Introduction :
A few weeks before Israel’s 60th anniversary, these words appeared in the Israeli daily Haaretz. They deplored the blank support for Israel that Chancellor Merkel had reiterated in Jerusalem. Quite a few Israelis believe that such support undermines Israel by allowing it to act with impunity. They also believe that Israel has long deserved to be treated as a normal state rather than a self-appointed legatee of the Holocaust. While the German state’s concern about the human condition of its victims helps them lead a more decent life, its blank support for the state of Israel not only undermines the future of its inhabitants but also ignores the lessons many German Jews drew from the Holocaust.

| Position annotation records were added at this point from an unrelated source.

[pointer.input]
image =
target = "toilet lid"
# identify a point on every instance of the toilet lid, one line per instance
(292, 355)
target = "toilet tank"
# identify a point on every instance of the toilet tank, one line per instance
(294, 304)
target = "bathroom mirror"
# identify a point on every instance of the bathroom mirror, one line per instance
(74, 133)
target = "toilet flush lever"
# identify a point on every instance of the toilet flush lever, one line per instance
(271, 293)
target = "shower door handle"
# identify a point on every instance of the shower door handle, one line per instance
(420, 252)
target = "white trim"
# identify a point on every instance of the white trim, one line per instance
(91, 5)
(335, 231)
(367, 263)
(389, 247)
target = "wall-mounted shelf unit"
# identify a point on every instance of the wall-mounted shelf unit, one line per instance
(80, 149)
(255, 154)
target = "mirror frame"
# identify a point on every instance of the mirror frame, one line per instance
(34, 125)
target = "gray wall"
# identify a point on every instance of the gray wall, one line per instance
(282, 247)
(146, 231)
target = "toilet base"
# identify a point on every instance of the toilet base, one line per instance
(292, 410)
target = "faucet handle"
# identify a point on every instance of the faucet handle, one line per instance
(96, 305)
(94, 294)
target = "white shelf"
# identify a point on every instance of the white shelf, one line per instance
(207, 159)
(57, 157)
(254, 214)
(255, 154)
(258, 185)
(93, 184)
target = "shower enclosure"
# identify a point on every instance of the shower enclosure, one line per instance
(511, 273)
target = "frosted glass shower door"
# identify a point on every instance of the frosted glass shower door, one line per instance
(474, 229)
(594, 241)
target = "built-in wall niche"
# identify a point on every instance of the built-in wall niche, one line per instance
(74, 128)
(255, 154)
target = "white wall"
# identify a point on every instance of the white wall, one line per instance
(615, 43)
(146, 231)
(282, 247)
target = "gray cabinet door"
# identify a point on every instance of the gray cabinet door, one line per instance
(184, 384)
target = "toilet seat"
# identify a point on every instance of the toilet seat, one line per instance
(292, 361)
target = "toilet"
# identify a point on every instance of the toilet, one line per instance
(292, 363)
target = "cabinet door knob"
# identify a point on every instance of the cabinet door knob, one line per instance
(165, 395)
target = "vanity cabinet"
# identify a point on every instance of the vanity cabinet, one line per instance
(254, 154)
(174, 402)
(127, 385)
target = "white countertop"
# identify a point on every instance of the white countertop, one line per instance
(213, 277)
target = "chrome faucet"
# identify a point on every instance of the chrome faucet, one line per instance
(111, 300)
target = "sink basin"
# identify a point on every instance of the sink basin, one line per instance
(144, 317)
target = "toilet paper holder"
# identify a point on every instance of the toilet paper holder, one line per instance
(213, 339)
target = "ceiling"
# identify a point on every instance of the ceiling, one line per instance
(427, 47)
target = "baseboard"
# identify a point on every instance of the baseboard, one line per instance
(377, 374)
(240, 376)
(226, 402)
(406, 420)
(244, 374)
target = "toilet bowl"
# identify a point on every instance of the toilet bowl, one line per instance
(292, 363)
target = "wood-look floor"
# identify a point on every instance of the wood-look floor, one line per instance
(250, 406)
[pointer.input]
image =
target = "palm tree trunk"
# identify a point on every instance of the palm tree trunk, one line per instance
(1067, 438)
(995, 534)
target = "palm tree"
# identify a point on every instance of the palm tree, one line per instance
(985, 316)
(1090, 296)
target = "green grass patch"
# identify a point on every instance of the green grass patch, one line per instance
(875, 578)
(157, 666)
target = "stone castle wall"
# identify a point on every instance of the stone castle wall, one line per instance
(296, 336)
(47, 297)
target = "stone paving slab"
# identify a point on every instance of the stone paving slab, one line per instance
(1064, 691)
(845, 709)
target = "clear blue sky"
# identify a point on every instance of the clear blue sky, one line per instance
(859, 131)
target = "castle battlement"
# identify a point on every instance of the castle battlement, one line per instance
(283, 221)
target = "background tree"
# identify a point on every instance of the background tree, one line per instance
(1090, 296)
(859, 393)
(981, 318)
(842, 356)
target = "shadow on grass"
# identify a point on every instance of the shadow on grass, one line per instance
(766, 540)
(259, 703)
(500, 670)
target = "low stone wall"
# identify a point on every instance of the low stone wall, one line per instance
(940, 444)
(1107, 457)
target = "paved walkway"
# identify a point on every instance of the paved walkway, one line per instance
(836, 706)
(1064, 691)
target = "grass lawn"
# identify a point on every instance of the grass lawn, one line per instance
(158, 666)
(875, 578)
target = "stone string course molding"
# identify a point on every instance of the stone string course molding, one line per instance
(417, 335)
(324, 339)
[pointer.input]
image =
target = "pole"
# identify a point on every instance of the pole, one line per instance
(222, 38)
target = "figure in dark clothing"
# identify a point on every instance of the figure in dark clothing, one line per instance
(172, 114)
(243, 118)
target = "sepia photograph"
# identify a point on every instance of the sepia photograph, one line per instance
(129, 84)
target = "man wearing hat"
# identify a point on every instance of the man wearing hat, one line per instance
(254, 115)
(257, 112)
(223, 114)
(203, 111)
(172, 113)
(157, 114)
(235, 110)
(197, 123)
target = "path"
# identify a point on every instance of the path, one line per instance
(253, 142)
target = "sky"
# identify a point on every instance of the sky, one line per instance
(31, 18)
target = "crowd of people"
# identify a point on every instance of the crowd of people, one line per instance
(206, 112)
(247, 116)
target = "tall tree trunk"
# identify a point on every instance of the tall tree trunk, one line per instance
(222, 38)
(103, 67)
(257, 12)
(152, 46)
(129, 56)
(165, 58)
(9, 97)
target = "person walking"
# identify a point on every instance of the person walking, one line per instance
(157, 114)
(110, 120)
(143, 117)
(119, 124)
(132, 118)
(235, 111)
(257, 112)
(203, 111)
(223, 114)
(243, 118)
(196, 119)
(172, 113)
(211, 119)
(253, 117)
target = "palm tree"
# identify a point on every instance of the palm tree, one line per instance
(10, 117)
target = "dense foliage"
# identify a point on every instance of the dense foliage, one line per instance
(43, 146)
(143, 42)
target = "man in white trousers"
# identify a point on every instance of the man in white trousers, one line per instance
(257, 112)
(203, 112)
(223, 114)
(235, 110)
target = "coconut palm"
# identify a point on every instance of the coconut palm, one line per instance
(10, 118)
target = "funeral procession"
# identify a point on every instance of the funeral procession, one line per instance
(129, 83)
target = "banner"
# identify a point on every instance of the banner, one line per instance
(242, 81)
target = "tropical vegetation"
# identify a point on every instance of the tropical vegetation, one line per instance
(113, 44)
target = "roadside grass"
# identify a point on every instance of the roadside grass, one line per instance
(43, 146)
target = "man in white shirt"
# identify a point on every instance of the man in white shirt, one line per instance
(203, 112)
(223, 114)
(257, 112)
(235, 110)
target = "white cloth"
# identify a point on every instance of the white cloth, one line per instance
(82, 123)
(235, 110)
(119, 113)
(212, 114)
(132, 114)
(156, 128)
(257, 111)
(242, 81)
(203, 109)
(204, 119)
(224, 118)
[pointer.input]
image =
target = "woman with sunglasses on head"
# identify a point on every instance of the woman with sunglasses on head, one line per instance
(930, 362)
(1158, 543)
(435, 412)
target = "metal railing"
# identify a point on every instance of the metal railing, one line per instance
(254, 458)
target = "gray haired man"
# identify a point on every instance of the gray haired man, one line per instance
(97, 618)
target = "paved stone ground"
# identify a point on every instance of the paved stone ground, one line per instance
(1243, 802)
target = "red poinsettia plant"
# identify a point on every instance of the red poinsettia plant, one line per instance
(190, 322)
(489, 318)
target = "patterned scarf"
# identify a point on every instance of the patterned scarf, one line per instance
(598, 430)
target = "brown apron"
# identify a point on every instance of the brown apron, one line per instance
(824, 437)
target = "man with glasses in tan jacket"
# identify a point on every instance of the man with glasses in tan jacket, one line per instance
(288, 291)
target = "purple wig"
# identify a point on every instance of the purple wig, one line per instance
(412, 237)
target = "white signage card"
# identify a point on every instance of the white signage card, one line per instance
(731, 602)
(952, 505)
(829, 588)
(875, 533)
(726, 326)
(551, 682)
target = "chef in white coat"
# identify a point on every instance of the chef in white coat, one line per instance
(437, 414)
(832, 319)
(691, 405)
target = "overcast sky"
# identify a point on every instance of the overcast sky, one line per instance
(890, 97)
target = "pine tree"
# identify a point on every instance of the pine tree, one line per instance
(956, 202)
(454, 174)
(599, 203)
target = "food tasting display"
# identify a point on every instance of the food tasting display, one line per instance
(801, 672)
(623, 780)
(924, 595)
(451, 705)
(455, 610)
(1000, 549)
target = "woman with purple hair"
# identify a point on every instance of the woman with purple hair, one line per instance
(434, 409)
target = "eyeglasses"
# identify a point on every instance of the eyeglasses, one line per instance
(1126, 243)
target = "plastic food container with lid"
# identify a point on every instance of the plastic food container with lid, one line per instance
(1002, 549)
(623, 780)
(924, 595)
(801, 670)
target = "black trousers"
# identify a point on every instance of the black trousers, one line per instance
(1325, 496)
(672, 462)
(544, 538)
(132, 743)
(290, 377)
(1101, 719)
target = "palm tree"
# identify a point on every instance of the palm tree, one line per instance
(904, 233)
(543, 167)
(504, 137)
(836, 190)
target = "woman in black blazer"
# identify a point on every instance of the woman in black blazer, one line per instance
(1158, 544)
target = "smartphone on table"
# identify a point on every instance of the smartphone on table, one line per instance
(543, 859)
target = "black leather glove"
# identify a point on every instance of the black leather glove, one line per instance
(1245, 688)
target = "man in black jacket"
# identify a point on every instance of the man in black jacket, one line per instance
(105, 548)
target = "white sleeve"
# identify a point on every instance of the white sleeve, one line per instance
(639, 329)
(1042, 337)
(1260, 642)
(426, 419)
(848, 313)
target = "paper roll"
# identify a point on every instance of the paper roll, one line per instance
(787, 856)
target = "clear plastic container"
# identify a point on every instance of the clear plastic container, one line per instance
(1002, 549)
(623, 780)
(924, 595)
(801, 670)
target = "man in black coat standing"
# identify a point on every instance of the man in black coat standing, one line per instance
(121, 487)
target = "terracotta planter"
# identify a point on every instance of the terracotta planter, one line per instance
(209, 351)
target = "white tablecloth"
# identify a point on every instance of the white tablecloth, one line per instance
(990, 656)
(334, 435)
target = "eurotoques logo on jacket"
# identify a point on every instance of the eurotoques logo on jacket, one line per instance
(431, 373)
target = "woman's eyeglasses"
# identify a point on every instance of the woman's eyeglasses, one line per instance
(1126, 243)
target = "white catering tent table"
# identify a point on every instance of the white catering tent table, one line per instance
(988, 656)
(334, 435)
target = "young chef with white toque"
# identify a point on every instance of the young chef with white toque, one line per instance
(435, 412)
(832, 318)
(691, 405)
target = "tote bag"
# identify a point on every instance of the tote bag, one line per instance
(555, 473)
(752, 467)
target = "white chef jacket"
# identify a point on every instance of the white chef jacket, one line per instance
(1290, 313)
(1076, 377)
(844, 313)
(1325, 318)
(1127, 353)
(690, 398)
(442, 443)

Hannah Arendt, a German Jewish refugee who fled the Nazis to the United States, wrote about Nazi crimes in terms of “banality of evil”. She firmly believed that murderous amorality is not limited to one nation or one ideology. Quite a few prominent Jews of German origin drew similar lessons from the history of the Nazi genocide. Hannah Arendt, alongside with the theologian Martin Buber, the philosopher Ernst Simon and the physicist Albert Einstein, warned against the inherent danger of exclusive ethnic nationalism. This is why, in the wake of the Second World War, they supported the idea of a common state for all inhabitants of Palestine : Arabs and Jews.